259 長期計画
エステルがなにやら慌てふためきながら走り去った後――
俺は魔力供給を早めに切り上げて、エステルの様子を見に行くことにした。セリーヌとニコラには風呂に行ってもらったので俺一人である。
エステル宅の玄関扉をノックすると、ルミルを抱いたスティナが出てきてくれた。さっそく要件を伝えたところ、スティナがルミルを抱き直しながら苦笑いを浮かべる。
「あ~……。あの子、ちょっと熱が出て寝込んじゃってね~。今はそっとしてやってちょうだい」
「えっ、そうなの? やっぱり無理させすぎちゃったかな……」
ついさっき見たエステルは、普段の様子からすると少し尋常とは思えなかった。やっぱりセリーヌほど魔法が上手く扱えないエステルには、魔力供給なんていう裏技じみた方法はやらない方が良かったのかもしれない。
「あっ、ああー、マルク君が気にすることじゃないのよ! あの子が自爆……じゃなくて、ちょっとポータルストーンを完成させてはしゃぎ過ぎたみたいでね!?」
俺の後悔が顔に出ていたのか、スティナが慌てたように答えると、軽く息を吐いてさらに言葉を続けた。
「……まぁ、あの子もまだまだ子供だったってことなのよ。これからも精進していかないと駄目ね」
そう独り言のように呟いた口元には笑みを浮かべており、なにやら微笑ましいものを見ているように目を細めていた。
「それじゃあ、エステルは大丈夫なの?」
「ええ、ええ、大丈夫よ。とりあえず私に任せておきなさい。焦るとロクなことにはならないのはわかったから。これからは成長に合わせて焦らずじっくりと頑張らないとね」
スティナが俺を見てニヤリと口を歪める。ポータルクリスタルで焦りすぎて体調を崩したのを教訓にして、今後は冷静な行動を心がけさせるということだろうか。とてもいいことだと思う。

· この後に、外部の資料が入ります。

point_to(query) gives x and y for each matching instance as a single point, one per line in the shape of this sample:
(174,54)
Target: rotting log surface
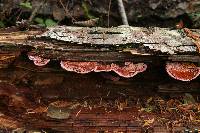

「まっ、そういうことでね。明日からまた仲良くしてやってもらえるかしら?」
「それはもちろん。エステルにお大事にと伝えておいてね」
「ふふ、わかったわよ、色男!」
スティナはそう言って俺の背中をバシンと叩いた。正直すっごい痛い。預かり知らぬところでスティナの不興を買ったのかと思うような痛さだったのだけれど、俺の気のせいだろうか。
◇◇◇
そして翌日早朝。いつものように扉をノックする音に目を覚まして玄関扉を開けると、玄関先には妙に照れた顔のエステルが立っていた。今日は普段と変わらぬキュロットスカート姿だ。
「お、おはよう……マルク」
「やあ、おはようエステル。元気になったみたいだね。熱はもう平気?」
「熱? ……あっ、うん! もう平気だよ。昨日は取り乱しちゃってごめんね」
「ちょっとマナを流しすぎたのかなって心配してたんだ」
「ううん、それは大丈夫! ちょっとポータルストーンが完成して浮かれちゃったんだよね、ごめんねアハハ! ……えーと、とにかく! 昨日は色々とおかしかったんだ。忘れてくれると嬉しいな! というかお願い忘れて!」
エステルはパンと両手を合わせると俺に拝み込んだ。まぁ長い間、手塩にかけて作っていた物が急に完成するのを目の当たりにしたら、気持ちが整理できないものなのかもしれないよね。
「いいよ。エステルも気にしないで。ああいうことだってあるよ」
「う、うん。今思い出しても恥ずかしいよ。ボクもこれからはもっと慎重にならないとね……。……そ、それじゃこの話は終わり! ニコラを起こしに行こ!」
エステルは切り替えるように再びパンと手を叩くと、俺の手をぎゅっと握った。
「あっ……手」
最近はあまり手を握ることはなかったので、ふとそれが声に出た。するとエステルは空いた手で頬をかきながら、慌てたように答える。
「あっ、あのね、最近なんだか照れくさくなっちゃってたんだけどね、やっぱりまた握ってもいいかな? そ、その、友達として!」
「エステルがいいなら構わないよ」
「あ、ありがと……。ふふっ」
まぁ俺からしても少し寂しかったしそれは構わない。俺だってかわいい女の子にベタベタされて、嫌なわけではないのだ。
それにしても思春期モードはもう終わったのかな? 短い思春期だなと思わなくもないけれど、ポータルストーンが完成して一人前と認められたことで一気に大人として成長したのだろうか。
そして思春期を経て、九歳の子供の俺は意識する男から除外されたということなのかもしれない。それもまた少し寂しいけれど、エステルが楽しそうなら別にいいか。
俺はエステルと手を繋ぎながら玄関に入ると、手を繋いだまま片手で器用に靴を脱ぐエステルを微笑ましく見つめた。